In its first critical words directed at Israel since the start of Israel’s bombing campaign in southern Lebanon, the United States said Wednesday that it was “deeply disturbed” about the situation in Lebanon and the refugee problem resulting from it.

Both Israel and Hezbollah fighters should “take all necessary stops to end the fighting,” State Department spokesman Mike McCurry told reporters Wednesday.

The United States called on Israel to end its air and artillery bombardments, and on Hezbollah and other “terrorist groups” to end their attacks. McCurry said “military activities directed against all civilians should also stop.”

Earlier in the week, the administration had seemed to put much of the blame for the violence on the fundamentalist Hezbollah, which had been responsible for killing seven Israeli soldiers in the last few weeks.

The change in the administration’s tone Wednesday drew expressions of concern from Jewish groups.

“We are concerned by administration statements implying equal responsibility by Israel and the Hezbollah terrorists for the current conflict in Lebanon,” the Conference of Presidents of Major American Jewish Organizations said in a statement issued late Wednesday.

Pointing out that Israel “has no designs on Lebanon,” the umbrella group said that it is “important that the U.S. make clear that it understands Israel’s actions in confronting the Islamic terrorist groups, in order to defend its borders and its people.

“At the same time,” the group continued, “Syria must be held accountable as the controlling force in the area where Hezbollah operates.”
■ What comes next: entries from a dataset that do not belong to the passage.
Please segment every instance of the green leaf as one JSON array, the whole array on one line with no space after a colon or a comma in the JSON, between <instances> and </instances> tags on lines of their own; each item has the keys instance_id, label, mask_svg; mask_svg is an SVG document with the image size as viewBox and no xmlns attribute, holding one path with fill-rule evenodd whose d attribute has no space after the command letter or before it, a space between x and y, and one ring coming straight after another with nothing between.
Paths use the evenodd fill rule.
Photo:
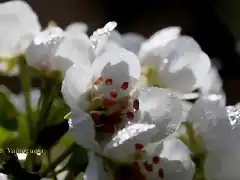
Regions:
<instances>
[{"instance_id":1,"label":"green leaf","mask_svg":"<svg viewBox=\"0 0 240 180\"><path fill-rule=\"evenodd\" d=\"M30 145L30 133L28 129L28 121L26 117L18 117L18 133L19 133L19 146L21 148L28 148Z\"/></svg>"}]
</instances>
Jewish groups said they were troubled that President Clinton had praised Syria on Tuesday for exercising restraint in the current crisis.

“We are mystified and concerned that President Clinton, instead of condemning Syria for permitting the terrorists to attack Israel, actually praised Syria for showing ‘commendable restraint’ in the current situation,” the American Zionist Movement said in a statement Tuesday.
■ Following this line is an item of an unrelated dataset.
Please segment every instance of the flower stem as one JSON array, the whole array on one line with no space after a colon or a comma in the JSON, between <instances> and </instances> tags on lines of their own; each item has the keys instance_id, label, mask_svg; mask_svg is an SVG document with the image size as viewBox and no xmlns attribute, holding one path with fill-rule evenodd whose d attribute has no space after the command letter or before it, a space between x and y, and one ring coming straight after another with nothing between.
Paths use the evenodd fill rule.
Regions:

On Wednesday, Clinton appeared to change his position somewhat by saying he thought Syria “could do more” to contribute to an end to the violence in Lebanon.
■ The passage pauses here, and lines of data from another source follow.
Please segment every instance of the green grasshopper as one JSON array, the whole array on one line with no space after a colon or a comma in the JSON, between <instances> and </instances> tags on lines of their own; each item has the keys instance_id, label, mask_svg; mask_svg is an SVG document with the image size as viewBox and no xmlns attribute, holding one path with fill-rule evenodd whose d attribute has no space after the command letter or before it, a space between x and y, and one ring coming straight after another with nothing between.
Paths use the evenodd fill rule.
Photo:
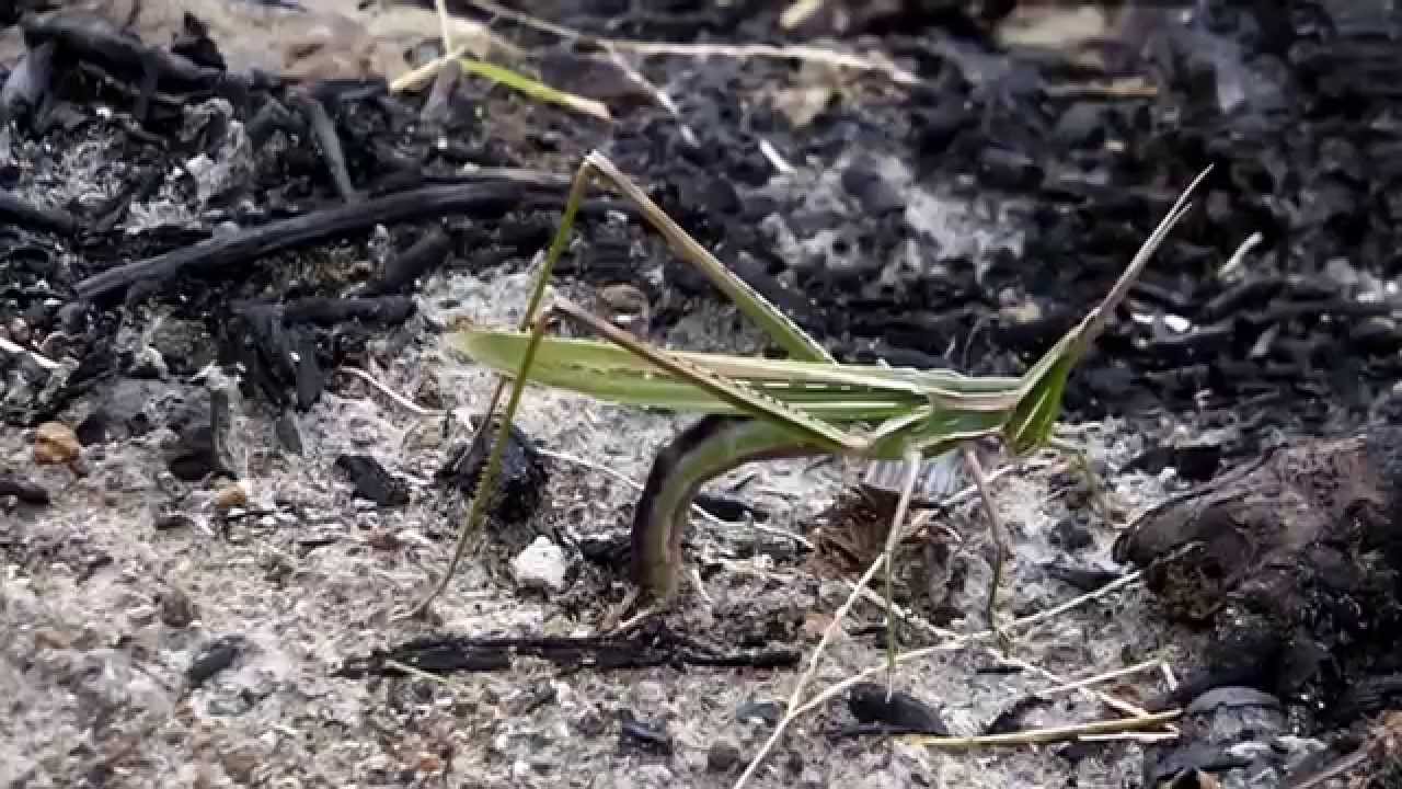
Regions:
<instances>
[{"instance_id":1,"label":"green grasshopper","mask_svg":"<svg viewBox=\"0 0 1402 789\"><path fill-rule=\"evenodd\" d=\"M987 602L988 623L997 629L994 608L1008 548L972 442L998 437L1014 456L1025 456L1044 445L1057 444L1052 432L1060 417L1067 376L1105 329L1169 230L1189 211L1187 195L1209 171L1210 167L1189 185L1099 306L1019 378L838 364L823 345L732 274L597 152L585 159L575 175L561 226L545 254L520 329L467 329L456 334L453 341L467 357L499 373L486 410L488 418L481 423L484 425L496 413L508 378L515 379L505 411L508 424L515 417L527 382L621 404L707 414L658 455L634 517L632 580L641 591L659 602L666 602L679 587L687 512L707 480L756 460L826 453L908 463L907 484L887 542L889 597L890 550L910 504L916 468L924 458L963 451L963 459L979 486L997 549ZM540 313L551 272L568 244L579 204L596 177L613 184L635 204L672 248L701 268L789 358L765 359L655 348L564 298L557 298L550 310ZM554 316L575 321L606 341L547 338L545 327ZM865 430L852 430L854 427ZM478 430L474 441L482 439L488 432ZM418 614L428 611L447 587L470 536L478 532L485 512L484 501L488 498L485 493L494 490L505 446L506 431L496 430L495 434L496 441L453 559L436 587L415 609Z\"/></svg>"}]
</instances>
“I think that Syria should go from showing restraint to being an active participant to try to stop the fighting,” the president said.

The United States is clearly eager to work to contain the current outbreak of violence in southern Lebanon so that it does not further harm the deadlocked Middle East peace process.

Secretary of State Warren Christopher, who cut short a trip to Asia to discuss the crises in the Middle East and in Bosnia-Herzegovina with Clinton, has been talking to Israeli, Lebanese and Syrian leaders, in an attempt to end the fighting.

McCurry said there were no changes in the secretary’s planned trip to the region, which had been scheduled for July 31 through Aug. 4.

The trip was planned in order to push Israel and its negotiating partners — Syria, Lebanon, Jordan and the Palestinians — toward progress in the peace talks.

But the fighting in Lebanon and the refugee exodus stemming from it are threatening to overshadow any progress Christopher could achieve during his mission.

The Conference of Presidents has been in telephone contact with Clinton administration officials to discuss the situation in Lebanon, Malcolm Hoenlein, its executive vice chairman, said Wednesday.

A group of Arab American leaders met Wednesday with Martin Indyk, the National Security Council’s top Middle East specialist.

In addition, Arab American groups have held rallies outside the Israeli Embassy this week, protesting Israel’s actions in Lebanon.